Lees deze informatie goed door!
Bij tomatenplanten is het gen voor paarse stengel dominant over het gen voor groene stengel. Iemand heeft twee tomatenplanten met paarse stengel. De ene plant is homozygoot voor de stengelkleur en de andere plant is heterozygoot.
 Door de nakomelingschap van bepaalde kruisingen te onderzoeken, kan worden bepaald welke plant homozygoot is en welke heterozygoot.
Beatwoord de vraag op de volgende slide.

Slide 16 - Slide

Welke van de onderstaande kruisingen komt hiervoor in aanmerking?
A
Beide planten worden met elkaar gekruist.
B
Beide planten worden gekruist met een willekeurige tomatenplant met paarse stengel.
C
Beide planten worden gekruist met een tomatenplant die homozygoot is voor de eigenschap paarse stengel.
D
Beide planten worden gekruist met een tomatenplant die homozygoot is voor de eigenschap groene stengel.

Slide 17 - Quiz

Hoeveel paar chromosomen bevat een lichaamscel van een mens?
A
12
B
23
C
46
D
24

Slide 18 - Quiz

Hoofdhaar groeit bij de kruin een bepaalde kant op. De groeirichting is erfelijk bepaald. Het gen voor de groeirichting naar rechts is dominant (G).
Een man en een vrouw krijgen een kind. De man is heterozygoot voor de groeirichting van het haar. Bij de vrouw groeit het haar naar links.

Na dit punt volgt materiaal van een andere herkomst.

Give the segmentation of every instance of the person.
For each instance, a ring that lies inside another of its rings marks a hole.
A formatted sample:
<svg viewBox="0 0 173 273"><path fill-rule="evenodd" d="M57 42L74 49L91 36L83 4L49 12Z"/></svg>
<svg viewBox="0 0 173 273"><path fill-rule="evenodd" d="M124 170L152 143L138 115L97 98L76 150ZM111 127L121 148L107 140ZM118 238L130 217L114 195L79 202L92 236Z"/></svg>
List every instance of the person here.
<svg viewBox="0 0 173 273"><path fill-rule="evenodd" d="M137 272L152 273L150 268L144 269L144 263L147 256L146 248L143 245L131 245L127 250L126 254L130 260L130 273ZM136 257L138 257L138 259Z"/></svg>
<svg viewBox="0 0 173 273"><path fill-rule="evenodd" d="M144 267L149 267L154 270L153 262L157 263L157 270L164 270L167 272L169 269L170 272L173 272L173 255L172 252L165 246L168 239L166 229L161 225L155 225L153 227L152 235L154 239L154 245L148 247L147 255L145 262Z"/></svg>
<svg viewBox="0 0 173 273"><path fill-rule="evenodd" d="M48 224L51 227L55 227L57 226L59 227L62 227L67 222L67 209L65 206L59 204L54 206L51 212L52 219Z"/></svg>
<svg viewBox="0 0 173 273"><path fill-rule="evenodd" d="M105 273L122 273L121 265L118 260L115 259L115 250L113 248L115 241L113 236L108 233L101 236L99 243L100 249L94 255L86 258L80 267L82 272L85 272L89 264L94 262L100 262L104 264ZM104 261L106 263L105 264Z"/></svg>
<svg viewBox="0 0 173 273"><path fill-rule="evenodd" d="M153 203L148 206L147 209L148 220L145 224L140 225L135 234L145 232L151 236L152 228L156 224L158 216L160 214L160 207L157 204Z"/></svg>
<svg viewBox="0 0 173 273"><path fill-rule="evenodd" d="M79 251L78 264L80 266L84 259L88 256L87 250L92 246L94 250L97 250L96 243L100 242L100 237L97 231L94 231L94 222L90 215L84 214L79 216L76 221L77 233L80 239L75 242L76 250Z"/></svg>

Hoe groot is de kans dat bij het kind het haar naar links groeit? Maak een kruisingsschema.
A
25%
B
50%
C
75%
D
100%

Slide 19 - Quiz

Wat zijn mutagene invloeden?
A
Bepaalde soorten van het fenotype
B
Stoffen die plotseling het fenotype kunnen veranderen
C
Bepaalde soorten van het genotype
D
Stoffen die plotseling het genotype kunnen veranderen

Slide 20 - Quiz

Wat is geen mutagene invloed
A
mutagene stof zoals asbest
B
röntgen-of radioactieve straling
C
warmtestraling van de kachel
D
sigarettenrook

Slide 21 - Quiz

Bij kanker ontstaat het eerste gezwel, doordat een kankercel in het bloed of in de lymfe terechtkomt.
A
juist
B
onjuist

Slide 22 - Quiz


Hier zie je
A
de vlokkentest
B
postnataal onderzoek
C
vruchtwater-punctie
D
NIPT-test

Slide 23 - Quiz

Bij welk erfelijkheidsonderzoek kun je het erfelijk materiaal van het ongeboren kind NIET onderzoeken?
A
Echoscopie
B
Vruchtwaterpunctie
C
Vlokkentest
D
NIPT- test

Slide 24 - Quiz

Het toevoegen van gist in brood om het luchtig te maken is:
A
klassieke biotechnologie
B
geen biotechnologie
C
recombinant-DNA-techniek
D
moderne biotechnologie

Slide 25 - Quiz

Klassieke biotechnologie wijzigt direct het DNA.
A
Niet waar
B
Waar

Slide 26 - Quiz

Plotselinge verandering van het genotype noemen we......
A
recombinant-DNA-techniek
B
biotechnologie
C
mutatie
D
evolutie

Slide 27 - Quiz

Biotechnologie wordt gebruikt bij het maken van voeding.
A
juist
B
onjuist

Slide 28 - Quiz

Goed of fout?
Bacteriën gebruiken om biologische wasmiddelen te maken is een voorbeeld van klassieke biotechnologie
A
Goed
B
Fout

Slide 29 - Quiz

Wat vond je van deze oefentoets? Laat het weten met een toepasselijke originele foto!